En la gestación del Estatut han cometido sus autores y mentores (Rodríguez Zapatero es el mentor esencial) errores de diversa índole. Y en el lado de la oposición, el PP aseguraba que el reformismo estatutario, además de ocultar una reforma avillanada de la Constitución, iba a desmembrar el país, fraccionando su unidad. Pero la aceleración histórica ha ido convirtiendo el proyecto estatutario catalán de máximo problema nacional en puro trámite político, en el requisito a superar para que pudiera arrancarse la primera hoja del calendario diseñado por el Gobierno para iniciar el diálogo con ETA.
La primera hoja se arrancará esta misma semana, cuando Rodríguez Zapatero telefonee a Rajoy para charlar en La Moncloa sobre el asunto. A media tarde del lunes no se había producido esa llamada, pero Rajoy, siempre en su línea, afirmó que «hasta ahora se está haciendo lo que quiere ETA (reunión con Batasuna, prólogo de esa mesa de partidos, legalización de la coalición abertzale...) y lo próximo será Navarra y el derecho de autodeterminación».
Se podrá seguir discutiendo eternamente las razones y el sentido de la excesiva abstención en este referéndum estatutario, pero, como trámite de obligado cumplimiento para cerrar una página política y abrir otra distinta, vale decir «prueba superada», parafraseando un programa de televisión.
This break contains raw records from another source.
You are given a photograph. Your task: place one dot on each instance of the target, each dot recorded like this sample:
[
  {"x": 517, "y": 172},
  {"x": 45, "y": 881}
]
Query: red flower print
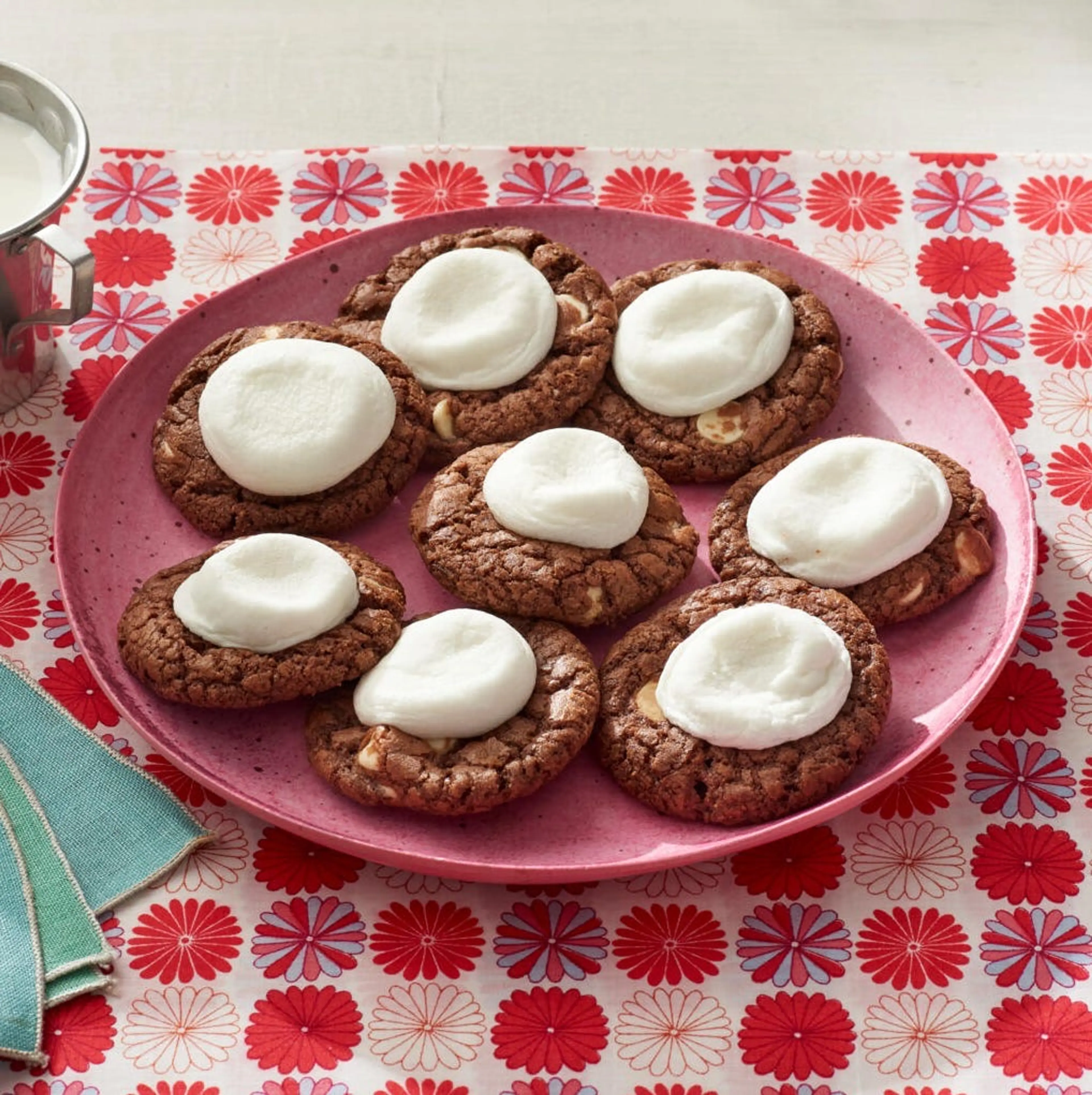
[
  {"x": 809, "y": 862},
  {"x": 1064, "y": 337},
  {"x": 437, "y": 187},
  {"x": 26, "y": 463},
  {"x": 1025, "y": 699},
  {"x": 913, "y": 948},
  {"x": 77, "y": 1034},
  {"x": 234, "y": 194},
  {"x": 126, "y": 257},
  {"x": 1056, "y": 204},
  {"x": 88, "y": 382},
  {"x": 427, "y": 940},
  {"x": 963, "y": 266},
  {"x": 648, "y": 190},
  {"x": 19, "y": 611},
  {"x": 854, "y": 202},
  {"x": 793, "y": 944},
  {"x": 301, "y": 1029},
  {"x": 797, "y": 1035},
  {"x": 1027, "y": 863},
  {"x": 672, "y": 944},
  {"x": 72, "y": 685},
  {"x": 924, "y": 790},
  {"x": 284, "y": 861},
  {"x": 549, "y": 1030},
  {"x": 548, "y": 941},
  {"x": 1040, "y": 1037}
]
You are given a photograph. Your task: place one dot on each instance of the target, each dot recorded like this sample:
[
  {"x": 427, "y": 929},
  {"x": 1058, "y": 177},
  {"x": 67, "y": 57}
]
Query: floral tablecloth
[{"x": 934, "y": 942}]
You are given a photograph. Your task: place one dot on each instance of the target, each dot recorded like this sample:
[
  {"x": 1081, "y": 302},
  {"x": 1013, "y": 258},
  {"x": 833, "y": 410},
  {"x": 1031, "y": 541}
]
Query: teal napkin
[{"x": 81, "y": 828}]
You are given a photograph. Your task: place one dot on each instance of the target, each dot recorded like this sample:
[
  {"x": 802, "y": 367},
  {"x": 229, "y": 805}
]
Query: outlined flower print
[
  {"x": 439, "y": 187},
  {"x": 234, "y": 194},
  {"x": 71, "y": 684},
  {"x": 129, "y": 193},
  {"x": 1055, "y": 205},
  {"x": 427, "y": 939},
  {"x": 797, "y": 1036},
  {"x": 965, "y": 266},
  {"x": 180, "y": 1030},
  {"x": 339, "y": 192},
  {"x": 121, "y": 321},
  {"x": 673, "y": 1032},
  {"x": 913, "y": 948},
  {"x": 670, "y": 943},
  {"x": 1035, "y": 949},
  {"x": 550, "y": 941},
  {"x": 1063, "y": 337},
  {"x": 1019, "y": 779},
  {"x": 297, "y": 1030},
  {"x": 1041, "y": 1037},
  {"x": 793, "y": 944},
  {"x": 648, "y": 190},
  {"x": 545, "y": 182},
  {"x": 925, "y": 789},
  {"x": 960, "y": 202},
  {"x": 549, "y": 1030},
  {"x": 183, "y": 941},
  {"x": 752, "y": 198},
  {"x": 854, "y": 201},
  {"x": 1027, "y": 863},
  {"x": 286, "y": 862},
  {"x": 907, "y": 861},
  {"x": 809, "y": 862},
  {"x": 919, "y": 1035},
  {"x": 975, "y": 333},
  {"x": 427, "y": 1026},
  {"x": 308, "y": 939}
]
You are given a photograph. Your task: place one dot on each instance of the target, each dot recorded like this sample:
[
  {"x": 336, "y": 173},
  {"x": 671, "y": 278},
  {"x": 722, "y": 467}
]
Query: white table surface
[{"x": 1004, "y": 75}]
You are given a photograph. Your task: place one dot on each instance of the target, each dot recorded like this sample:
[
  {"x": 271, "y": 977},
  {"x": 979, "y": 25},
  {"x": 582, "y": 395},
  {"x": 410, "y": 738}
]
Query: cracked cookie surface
[{"x": 682, "y": 776}]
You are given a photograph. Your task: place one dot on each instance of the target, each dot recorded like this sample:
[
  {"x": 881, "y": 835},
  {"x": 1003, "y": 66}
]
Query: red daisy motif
[
  {"x": 301, "y": 1029},
  {"x": 71, "y": 684},
  {"x": 964, "y": 266},
  {"x": 809, "y": 862},
  {"x": 234, "y": 194},
  {"x": 27, "y": 461},
  {"x": 672, "y": 944},
  {"x": 1027, "y": 863},
  {"x": 648, "y": 190},
  {"x": 924, "y": 790},
  {"x": 126, "y": 257},
  {"x": 286, "y": 862},
  {"x": 427, "y": 940},
  {"x": 549, "y": 1030},
  {"x": 797, "y": 1035},
  {"x": 851, "y": 202},
  {"x": 184, "y": 941},
  {"x": 913, "y": 948},
  {"x": 1056, "y": 204},
  {"x": 88, "y": 382},
  {"x": 437, "y": 187},
  {"x": 1040, "y": 1037}
]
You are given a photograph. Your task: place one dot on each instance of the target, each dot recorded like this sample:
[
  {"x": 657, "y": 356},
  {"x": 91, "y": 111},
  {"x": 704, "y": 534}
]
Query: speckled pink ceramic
[{"x": 114, "y": 528}]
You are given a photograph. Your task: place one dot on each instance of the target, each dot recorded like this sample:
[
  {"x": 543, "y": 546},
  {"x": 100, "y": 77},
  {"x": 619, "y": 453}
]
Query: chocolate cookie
[
  {"x": 679, "y": 775},
  {"x": 380, "y": 766},
  {"x": 491, "y": 568},
  {"x": 725, "y": 443},
  {"x": 220, "y": 506},
  {"x": 159, "y": 650},
  {"x": 958, "y": 558},
  {"x": 550, "y": 394}
]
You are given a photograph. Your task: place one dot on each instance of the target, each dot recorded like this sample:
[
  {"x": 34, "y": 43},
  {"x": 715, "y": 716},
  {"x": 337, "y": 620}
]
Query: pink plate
[{"x": 115, "y": 528}]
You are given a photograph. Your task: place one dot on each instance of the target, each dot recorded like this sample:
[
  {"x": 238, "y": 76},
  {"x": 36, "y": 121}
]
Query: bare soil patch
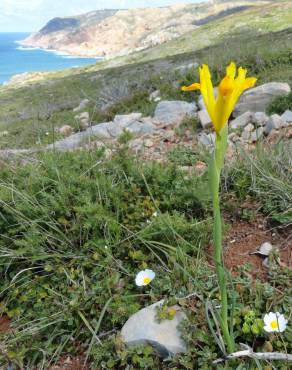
[{"x": 245, "y": 238}]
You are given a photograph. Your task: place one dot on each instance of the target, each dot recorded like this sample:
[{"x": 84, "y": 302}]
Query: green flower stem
[{"x": 215, "y": 167}]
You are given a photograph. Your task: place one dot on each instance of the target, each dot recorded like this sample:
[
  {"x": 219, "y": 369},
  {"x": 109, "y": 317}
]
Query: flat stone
[
  {"x": 77, "y": 140},
  {"x": 143, "y": 328},
  {"x": 140, "y": 128},
  {"x": 260, "y": 118},
  {"x": 65, "y": 130},
  {"x": 83, "y": 104},
  {"x": 287, "y": 116},
  {"x": 204, "y": 119},
  {"x": 122, "y": 119},
  {"x": 275, "y": 122},
  {"x": 83, "y": 119},
  {"x": 258, "y": 98},
  {"x": 186, "y": 67},
  {"x": 174, "y": 112},
  {"x": 207, "y": 140},
  {"x": 241, "y": 121},
  {"x": 155, "y": 96},
  {"x": 249, "y": 127},
  {"x": 122, "y": 122}
]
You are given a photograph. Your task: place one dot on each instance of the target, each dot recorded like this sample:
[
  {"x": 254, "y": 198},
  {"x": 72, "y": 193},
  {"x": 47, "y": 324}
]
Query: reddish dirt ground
[{"x": 245, "y": 238}]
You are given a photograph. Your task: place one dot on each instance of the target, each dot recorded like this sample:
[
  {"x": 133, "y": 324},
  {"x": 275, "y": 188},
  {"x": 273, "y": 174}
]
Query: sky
[{"x": 31, "y": 15}]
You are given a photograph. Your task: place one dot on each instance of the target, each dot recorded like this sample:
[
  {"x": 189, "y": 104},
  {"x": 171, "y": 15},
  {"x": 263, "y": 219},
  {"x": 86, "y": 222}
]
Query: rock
[
  {"x": 141, "y": 127},
  {"x": 207, "y": 140},
  {"x": 246, "y": 135},
  {"x": 287, "y": 116},
  {"x": 124, "y": 119},
  {"x": 4, "y": 133},
  {"x": 65, "y": 130},
  {"x": 260, "y": 118},
  {"x": 174, "y": 112},
  {"x": 204, "y": 119},
  {"x": 169, "y": 135},
  {"x": 233, "y": 137},
  {"x": 143, "y": 328},
  {"x": 258, "y": 98},
  {"x": 275, "y": 122},
  {"x": 148, "y": 143},
  {"x": 257, "y": 134},
  {"x": 186, "y": 67},
  {"x": 155, "y": 96},
  {"x": 83, "y": 119},
  {"x": 241, "y": 121},
  {"x": 79, "y": 139},
  {"x": 249, "y": 128},
  {"x": 83, "y": 104},
  {"x": 121, "y": 122}
]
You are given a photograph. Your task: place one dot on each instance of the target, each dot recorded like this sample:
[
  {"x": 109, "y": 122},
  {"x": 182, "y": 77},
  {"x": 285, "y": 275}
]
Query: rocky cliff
[{"x": 111, "y": 33}]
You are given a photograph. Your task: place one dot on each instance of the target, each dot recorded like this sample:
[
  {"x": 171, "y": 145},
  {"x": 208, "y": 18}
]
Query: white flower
[
  {"x": 275, "y": 322},
  {"x": 144, "y": 277}
]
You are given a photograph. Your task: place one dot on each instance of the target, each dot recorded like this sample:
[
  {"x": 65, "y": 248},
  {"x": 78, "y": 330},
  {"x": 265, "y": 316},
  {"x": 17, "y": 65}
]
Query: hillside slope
[{"x": 110, "y": 33}]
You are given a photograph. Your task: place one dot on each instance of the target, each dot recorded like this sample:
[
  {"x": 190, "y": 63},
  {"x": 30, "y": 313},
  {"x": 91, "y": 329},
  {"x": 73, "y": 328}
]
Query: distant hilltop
[{"x": 110, "y": 33}]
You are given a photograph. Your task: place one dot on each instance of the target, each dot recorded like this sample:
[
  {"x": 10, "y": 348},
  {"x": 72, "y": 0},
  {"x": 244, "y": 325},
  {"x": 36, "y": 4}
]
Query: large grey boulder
[
  {"x": 99, "y": 131},
  {"x": 260, "y": 118},
  {"x": 121, "y": 122},
  {"x": 174, "y": 112},
  {"x": 258, "y": 98},
  {"x": 287, "y": 116},
  {"x": 83, "y": 119},
  {"x": 83, "y": 104},
  {"x": 143, "y": 328},
  {"x": 275, "y": 122}
]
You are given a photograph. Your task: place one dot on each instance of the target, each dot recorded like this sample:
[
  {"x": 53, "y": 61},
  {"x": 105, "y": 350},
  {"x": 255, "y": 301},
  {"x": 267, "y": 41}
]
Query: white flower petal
[
  {"x": 268, "y": 329},
  {"x": 275, "y": 322},
  {"x": 144, "y": 277}
]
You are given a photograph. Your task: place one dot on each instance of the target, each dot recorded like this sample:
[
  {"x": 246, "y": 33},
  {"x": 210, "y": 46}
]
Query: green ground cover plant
[{"x": 76, "y": 228}]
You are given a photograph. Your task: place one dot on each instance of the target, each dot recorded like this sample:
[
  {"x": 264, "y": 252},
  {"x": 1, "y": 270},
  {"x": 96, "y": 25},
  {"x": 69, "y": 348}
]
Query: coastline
[
  {"x": 62, "y": 53},
  {"x": 21, "y": 63}
]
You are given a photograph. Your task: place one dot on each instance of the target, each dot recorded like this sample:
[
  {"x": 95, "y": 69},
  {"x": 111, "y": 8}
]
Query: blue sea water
[{"x": 15, "y": 59}]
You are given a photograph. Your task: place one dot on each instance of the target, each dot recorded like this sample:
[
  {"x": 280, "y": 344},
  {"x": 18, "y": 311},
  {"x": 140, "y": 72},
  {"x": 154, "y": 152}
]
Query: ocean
[{"x": 15, "y": 59}]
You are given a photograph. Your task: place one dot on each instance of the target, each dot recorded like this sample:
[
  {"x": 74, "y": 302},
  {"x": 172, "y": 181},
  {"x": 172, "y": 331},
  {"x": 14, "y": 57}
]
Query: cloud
[{"x": 31, "y": 15}]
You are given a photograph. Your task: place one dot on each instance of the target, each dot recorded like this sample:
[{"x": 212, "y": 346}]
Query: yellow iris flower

Más que adosar el abstencionismo al «no», sería tal vez más sensato atribuirlo a la pereza ciudadana por manifestarse, mediante desplazamiento a las urnas, sobre un asunto que a muchos catalanes les parecería razonablemente bien, tras el empacho de debates, errores, dramatismo y catastrofismo en que se vio envuelto durante dos larguísimos años.
Nos encontramos, pues, ante una situación en la que Cataluña no se enfrenta a más problema que el de sus elecciones autonómicas de otoño, con el convergente Artur Mas intentando convertirse en el gestor del Estatut, y deshojando el PSC la margarita de Montilla o Maragall. O los dos en el mismo póster, para que uno, Montilla, reciba los votos dedicados a Zapatero y el otro, Maragall, los del catalanismo que no quiere ser nacionalista. Y ya ha empezado la campaña catalana, nada más cerrarse las urnas el domingo, y disputarse todos el éxito del «sí» y sólo aceptando Carod Rovira la derrota meridiana del «no».
Pero de ahora al otoño, el problema, o más bien la tarea nacional, va a ser la tramitación del proceso de paz, encaminado obviamente al fin de ETA mediante su disolución. Y aquí no ve Rajoy que el resultado del referéndum catalán le dé a Zapatero un visto bueno para hablar con la cúpula etarra sobre temas que salgan de las líneas rojas trazadas por el lápiz del líder popular, lo que no supone ningún problema, pues nunca ha dicho ni insinuado el presidente del Gobierno que va a pagar a ETA un precio político ni que va a retirar el respeto y la atención que le inspiran las víctimas. Se estrena calendario político, al haber finalizado el a veces en apariencia inacabable Estatuto catalán.